Alyosha, markedly, stayed stone-grim and silent, with a face as blank as a fjord cliff, while Styrbjorn opened and closed his mouth, the words in him crowding like men scrambling off a burning boat, so that they blocked his throat.

‘And there is the girl,’ added a voice, just as I thought I had the grip of this thistle. Hjalti, who was named Svalr — Cold Wind — because of his miserable nature, had a bald pate with a fringe of hair which he never cut, but burned off and never got it even. He had an expression that looked as if he was always squinting into the sun and a tongue which could cut old leather.

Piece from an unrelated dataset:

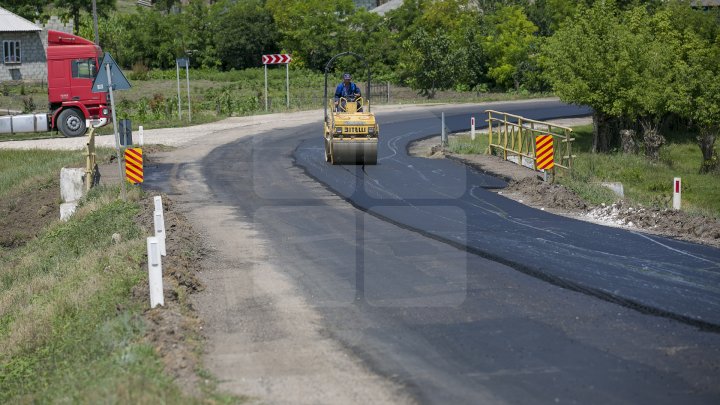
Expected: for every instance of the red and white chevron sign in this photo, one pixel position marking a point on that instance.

‘The girl is another matter,’ I answered. Styrbjorn recovered himself enough to smile viciously.

‘A sweetness we have all missed,’ he replied, ‘save you, it seems.’

I shot Ospak a hard look and he had the grace to shrug and look away, acknowledging his loose tongue and what he had seen and heard by the Magyar fires.

‘Am I a chattel, then?’ said a new voice and I did not have to turn to know it; Dark Eye stepped into the centre of the maelstrom , a hare surrounded by growlers. ‘A thrall, to be passed around? A horn spoon or a whetstone, as Eid says?’

No-one spoke under the lash of those eyes and that voice. Dark Eye, wrapping her cloak around her, cocked a proud chin.

‘I have a purpose here. The Sea-Finn’s drum spoke it and those who have heard it know its truth,’ she spat, then stopped and shrugged.

‘Of course,’ she added slyly, ‘if all it takes for such hard men to seek Jarl Orm’s fostri is a sight of my arse-cheeks, I will lift my skirts and lead the way.’

There was a chuckle or two at that and Styrbjorn opened his mouth. Dark Eye whirled on him.

‘You had all best move swiftly and catch me first,’ she said loudly, ‘for Styrbjorn is skilled at stabbing from behind.’

Now there was laughter and Styrbjorn turned this way and that, scowling, but it was too late — men remembered him for the sleekit nithing he was and that he had been the cause of all this in the first place. For all that, like a dog with a stripped bone, some still thought there was enough meat to gnaw.

‘This chase is madness.’

His name was Thorbrand, I remembered, a man who knew all the games of dice and was skilled with a spear.

‘Ach, no, it is not,’ Red Njal offered cheerfully. ‘Now, mark you, mad is where you chase a band of dead-eaters, who chase a thief, who is chasing a monk, and all in the Muspell-burning wastes of Serkland. That is mad, Thorbrand.’

‘Aye, madness that is, for sure,’ agreed Thorbrand. ‘What fool did that?’

Finn grinned at him and slapped his chest. ‘Me. And Orm and Red Njal and a few others besides.’

He broke off and winked.

‘And we came away with armfuls of silver at the end of it. The best fruits hang highest, as Red Njal’s granny would no doubt have told him.’

Styrbjorn snorted.

‘That sounds like one of the tales Red Njal likes so much. Is it written down anywhere? I am sure it must be, since it smacks of a great lie.’

‘As to that,’ Finn said, moving slowly, ‘I could not say, for reading other than runes is not one of my skills. But I can hear, even with just the one ear and I am sure you just called me a great liar.’